3. If \(\frac{3x}{4 – x}\), find the value of \(f(x + 1)\)?

Solution:

    Given that,

    \(f(x)\) = \(\frac{3x}{4 – x}\)

    Now, substitute \((x + 1)\) in the place of \(x\) i.e.

    \(f(x + 1)\) = \(\frac{3(x + 1)}{4 – (x + 1)}\)

    \(f(x + 1)\) = \(\frac{3x + 3}{4 – x – 1}\)

    \(f(x + 1)\) = \(\frac{3x + 3}{3 – x}\)

    Therefore, the value of \(f(x + 1)\) = \(\frac{3x + 3}{3 – x}\)


4. A. Find the value of \(f(5)\), if \(f(x)\) = \(x^2\) – 3.

B. If \(f(x)\) = \(x\) and \(g(x)\) = \(x^2\), then find the value of \(\frac{f}{g}(x)\)?


Solution:

    A. Given that,

    \(f(x)\) = \(x^2\) – 3

    Now, substitute 5 in the place of \(x\) i.e.

    \(f(5)\) = \(5^2\) – 3

    \(f(5)\) = 22

    B. Given that,

    \(f(x)\) = \(x\)

    \(g(x)\) = \(x^2\)

    Now, \(\frac{f}{g}(x)\) = \(\frac{f(x)}{g(x)}\) where \(g(x)\) ≠ 0.

    \(\frac{f}{g}(x)\) = \(\frac{x}{x^2}\)

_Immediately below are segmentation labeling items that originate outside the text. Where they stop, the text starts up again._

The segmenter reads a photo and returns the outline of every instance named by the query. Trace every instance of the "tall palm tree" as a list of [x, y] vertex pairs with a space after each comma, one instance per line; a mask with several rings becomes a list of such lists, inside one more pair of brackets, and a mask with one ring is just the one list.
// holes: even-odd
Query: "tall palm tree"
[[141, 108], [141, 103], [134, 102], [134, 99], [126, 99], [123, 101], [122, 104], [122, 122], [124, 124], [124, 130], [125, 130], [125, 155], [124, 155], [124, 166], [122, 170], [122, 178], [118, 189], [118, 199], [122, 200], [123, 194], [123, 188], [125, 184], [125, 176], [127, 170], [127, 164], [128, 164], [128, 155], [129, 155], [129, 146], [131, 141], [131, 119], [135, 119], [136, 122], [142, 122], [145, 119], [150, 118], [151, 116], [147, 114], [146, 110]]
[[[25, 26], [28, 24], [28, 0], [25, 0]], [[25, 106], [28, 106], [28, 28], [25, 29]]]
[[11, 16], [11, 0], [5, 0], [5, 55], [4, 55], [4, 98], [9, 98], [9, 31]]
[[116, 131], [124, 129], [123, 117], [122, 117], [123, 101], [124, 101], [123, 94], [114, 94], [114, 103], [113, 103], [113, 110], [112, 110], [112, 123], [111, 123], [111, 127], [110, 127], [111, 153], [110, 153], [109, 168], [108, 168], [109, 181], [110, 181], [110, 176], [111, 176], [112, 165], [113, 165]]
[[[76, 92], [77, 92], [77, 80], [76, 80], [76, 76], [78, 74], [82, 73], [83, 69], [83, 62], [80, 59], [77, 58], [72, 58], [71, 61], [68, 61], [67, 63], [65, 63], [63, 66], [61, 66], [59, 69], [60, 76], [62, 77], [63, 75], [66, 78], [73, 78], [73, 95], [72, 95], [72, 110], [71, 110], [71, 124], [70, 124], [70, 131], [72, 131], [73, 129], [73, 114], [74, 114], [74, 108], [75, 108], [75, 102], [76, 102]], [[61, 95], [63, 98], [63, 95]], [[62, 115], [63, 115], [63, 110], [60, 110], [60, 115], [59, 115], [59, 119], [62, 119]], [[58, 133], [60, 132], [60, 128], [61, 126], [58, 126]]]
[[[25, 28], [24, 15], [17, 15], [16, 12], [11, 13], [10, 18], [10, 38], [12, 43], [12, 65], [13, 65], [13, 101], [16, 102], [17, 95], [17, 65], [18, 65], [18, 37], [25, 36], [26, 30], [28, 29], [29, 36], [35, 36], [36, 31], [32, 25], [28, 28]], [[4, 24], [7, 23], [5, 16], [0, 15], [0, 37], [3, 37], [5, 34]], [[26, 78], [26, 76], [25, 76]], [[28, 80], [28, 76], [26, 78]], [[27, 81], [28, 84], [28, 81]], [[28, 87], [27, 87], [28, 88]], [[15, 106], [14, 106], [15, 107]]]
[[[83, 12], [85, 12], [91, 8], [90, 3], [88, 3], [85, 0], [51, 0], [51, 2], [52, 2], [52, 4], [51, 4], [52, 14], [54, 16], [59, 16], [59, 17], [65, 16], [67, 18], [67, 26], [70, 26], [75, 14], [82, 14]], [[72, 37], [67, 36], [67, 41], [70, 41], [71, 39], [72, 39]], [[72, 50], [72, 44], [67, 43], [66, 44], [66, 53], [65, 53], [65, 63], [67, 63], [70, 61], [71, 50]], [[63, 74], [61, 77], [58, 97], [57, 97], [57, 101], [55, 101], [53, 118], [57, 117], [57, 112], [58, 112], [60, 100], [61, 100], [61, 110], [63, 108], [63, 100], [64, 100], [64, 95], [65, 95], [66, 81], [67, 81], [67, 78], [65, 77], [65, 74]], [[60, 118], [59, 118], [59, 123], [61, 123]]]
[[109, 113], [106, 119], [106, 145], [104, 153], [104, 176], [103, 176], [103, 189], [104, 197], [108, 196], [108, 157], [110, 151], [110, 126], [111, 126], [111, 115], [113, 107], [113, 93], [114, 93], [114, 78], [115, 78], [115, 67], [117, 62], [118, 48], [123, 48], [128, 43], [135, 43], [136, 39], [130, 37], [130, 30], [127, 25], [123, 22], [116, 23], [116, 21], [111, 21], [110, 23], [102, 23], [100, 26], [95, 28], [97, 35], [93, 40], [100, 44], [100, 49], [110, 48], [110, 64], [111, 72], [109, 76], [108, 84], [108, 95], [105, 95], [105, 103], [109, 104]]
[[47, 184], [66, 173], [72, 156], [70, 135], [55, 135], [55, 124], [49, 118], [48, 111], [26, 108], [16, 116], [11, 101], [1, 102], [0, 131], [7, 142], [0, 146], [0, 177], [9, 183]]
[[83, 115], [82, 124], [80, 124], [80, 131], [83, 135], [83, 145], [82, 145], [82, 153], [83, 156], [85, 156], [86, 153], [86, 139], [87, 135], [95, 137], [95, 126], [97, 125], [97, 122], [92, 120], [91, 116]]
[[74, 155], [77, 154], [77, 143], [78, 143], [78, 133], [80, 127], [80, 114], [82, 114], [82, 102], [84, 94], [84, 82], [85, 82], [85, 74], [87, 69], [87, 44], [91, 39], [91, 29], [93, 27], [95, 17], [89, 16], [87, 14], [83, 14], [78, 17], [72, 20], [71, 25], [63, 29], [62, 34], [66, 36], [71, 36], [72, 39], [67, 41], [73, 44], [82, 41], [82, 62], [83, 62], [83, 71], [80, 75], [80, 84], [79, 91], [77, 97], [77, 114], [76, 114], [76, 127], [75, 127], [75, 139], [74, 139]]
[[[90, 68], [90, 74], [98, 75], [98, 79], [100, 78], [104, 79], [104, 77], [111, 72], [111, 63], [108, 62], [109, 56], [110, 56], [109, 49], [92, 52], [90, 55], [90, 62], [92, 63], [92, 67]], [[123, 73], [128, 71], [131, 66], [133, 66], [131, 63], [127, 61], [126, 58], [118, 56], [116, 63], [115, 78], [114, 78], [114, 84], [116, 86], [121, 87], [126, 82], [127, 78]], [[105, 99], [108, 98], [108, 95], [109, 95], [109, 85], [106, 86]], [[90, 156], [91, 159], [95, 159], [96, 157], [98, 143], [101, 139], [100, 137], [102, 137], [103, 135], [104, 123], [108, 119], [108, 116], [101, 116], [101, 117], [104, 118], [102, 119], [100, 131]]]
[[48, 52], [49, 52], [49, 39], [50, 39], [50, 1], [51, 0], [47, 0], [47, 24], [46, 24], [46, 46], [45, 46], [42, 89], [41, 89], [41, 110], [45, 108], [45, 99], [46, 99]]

    \(\frac{f}{g}(x)\) = \(\frac{1}{x}\)


5. A. If \(h(x)\) = \(x^2 + 2x\) and \(j(x)\) = \(\mid\frac{x}{4} + 2\mid\), then find the value of \(j(h(x))\)?

B. If \(f(x)\) = \(3x + 1\) and \(g(x)\) = \(\sqrt{5x}\). What is \(g(f(x))\)?

Solution:

    A. Given that,

    \(h(x)\) = \(x^2 + 2x\)

    \(j(x)\) = \(\mid\frac{x}{4} + 2\mid\)

    Initially consider \(h(x)\) = \(x^2 + 2x\)

    Substitute 4 in the place of \(x\) i.e.

    \(h(4)\) = \(4^2 + 2(4)\)

    \(h(4)\) = 24

    Now, \(j(h(x))\) = \(j(24)\)

    So, substitute 24 in the place of x in \(j(x)\) = \(\mid\frac{x}{4} + 2\mid\)

    \(j(24)\) = \(\mid\frac{24}{4} + 2\mid\)

    \(j(24)\) = \(\mid6 + 2\mid\)

    \(j(24)\) = 8

    Therefore, \(j(h(x))\) = \(j(24)\) = 8.

    B. Given that,

    \(f(x)\) = \(3x + 1\)

    \(g(x)\) = \(\sqrt{5x}\)

    Now, \(g(f(x))\) = \(g(3x + 1)\)

    So, substitute \(3x + 1\) in the place of \(x\) in \(g(x)\) = \(\sqrt{5x}\) i.e.

    \(g(f(x))\) = \(\sqrt{5(3x + 1)}\)

    \(g(f(x))\) = \(\sqrt{15x + 5}\)

    Therefore, \(g(f(x))\) = \(\sqrt{15x + 5}\).